I am a firm believer that eating disorders are merely the symptoms of underlying conditions, such as malnutrition and food poisoning, depression and addiction, childhood adversity and abuse, learning disabilities, poor body image, low self-esteem, early exposure to dieting, and post-traumatic stress. There is way too much science out there nowadays proving it to believe otherwise.
Proponents of eating in moderation, and critics of abstinence, believe that eating for health is too strict; they feel exceptions can be made for social get-togethers, eating out, special occasions, birthday celebrations, holidays, bereavement—and I get it.
I truly do.
But entanglements and besetments don’t work that way. Once addicted to a destructive substance or habit—one bite, one smoke, one injection, one drink, one snort—you can set the chronic disease back in motion. You have to completely abstain from a destructive entanglement.
Furthermore, I completely understand the biblical examples of fellowship: “breaking bread together” in both the Old and New Testaments. But back then, food was not highly processed and addictive. Modern-day foods are completely abnormal and disease-promoting and contribute to far too many afflictions.
I don’t follow Dr. Fuhrman’s instructions merely because I want to fit into a pair of skinny jeans for the next class reunion. I follow them because they eradicate depression and food addiction. They put an end to myriad other illnesses too: heart disease, hypertension, migraines, diabetes, and cancer, to name just a few. But depression and addiction are the ones that take me out.

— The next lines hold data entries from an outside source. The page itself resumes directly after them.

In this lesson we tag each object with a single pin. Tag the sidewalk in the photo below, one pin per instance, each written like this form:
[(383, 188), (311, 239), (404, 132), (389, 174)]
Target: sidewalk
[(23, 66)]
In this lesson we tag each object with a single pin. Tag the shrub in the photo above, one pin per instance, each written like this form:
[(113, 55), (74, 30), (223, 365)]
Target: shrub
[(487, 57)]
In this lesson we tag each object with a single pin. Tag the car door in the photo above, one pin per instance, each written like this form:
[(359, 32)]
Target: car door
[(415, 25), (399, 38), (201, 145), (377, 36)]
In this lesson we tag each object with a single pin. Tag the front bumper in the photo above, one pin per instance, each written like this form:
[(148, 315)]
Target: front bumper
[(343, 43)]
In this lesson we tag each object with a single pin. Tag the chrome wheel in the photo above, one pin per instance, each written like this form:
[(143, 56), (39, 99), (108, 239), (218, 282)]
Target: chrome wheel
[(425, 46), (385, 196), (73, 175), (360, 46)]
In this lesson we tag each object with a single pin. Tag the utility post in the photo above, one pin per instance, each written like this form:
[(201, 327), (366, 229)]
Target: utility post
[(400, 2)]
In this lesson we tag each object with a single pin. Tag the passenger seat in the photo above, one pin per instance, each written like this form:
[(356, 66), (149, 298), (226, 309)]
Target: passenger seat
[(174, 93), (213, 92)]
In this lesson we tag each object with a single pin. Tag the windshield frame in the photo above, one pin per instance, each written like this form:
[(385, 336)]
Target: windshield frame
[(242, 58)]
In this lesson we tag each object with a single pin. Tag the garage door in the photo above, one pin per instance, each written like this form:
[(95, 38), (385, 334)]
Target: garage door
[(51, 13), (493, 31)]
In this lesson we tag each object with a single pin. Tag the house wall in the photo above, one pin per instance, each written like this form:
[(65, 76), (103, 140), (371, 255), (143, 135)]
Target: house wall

On holidays and all social occasions out, when others curiously ask, “What are you eating?” I graciously answer, “I’m eating foods that heal my body.” Period. I know full well that they have absolutely no clue what I am talking about. Nevertheless, that’s perfectly fine with me. I follow this path of healing without apology, shame, or others’ understanding or approval of it. (During the year I lost a hundred pounds, an acquaintance tried to pry my mouth open to stuff a chocolate éclair into it against my will. Unfortunately, I’ve experienced similar encounters where others have tried to sabotage my journey to health and wellness.)
I never chose depression and addiction; and I certainly never chose an eating disorder or post-traumatic stress. But each day, I choose healing and freedom from all of them.
I refuse to become a victim or wear any affliction as my badge of identity.
On the contrary, I am a victorious overcomer.
I contend daily for optimal health and well-being.
Incredible health, including mental health and performance, is way too precious to me to choose otherwise.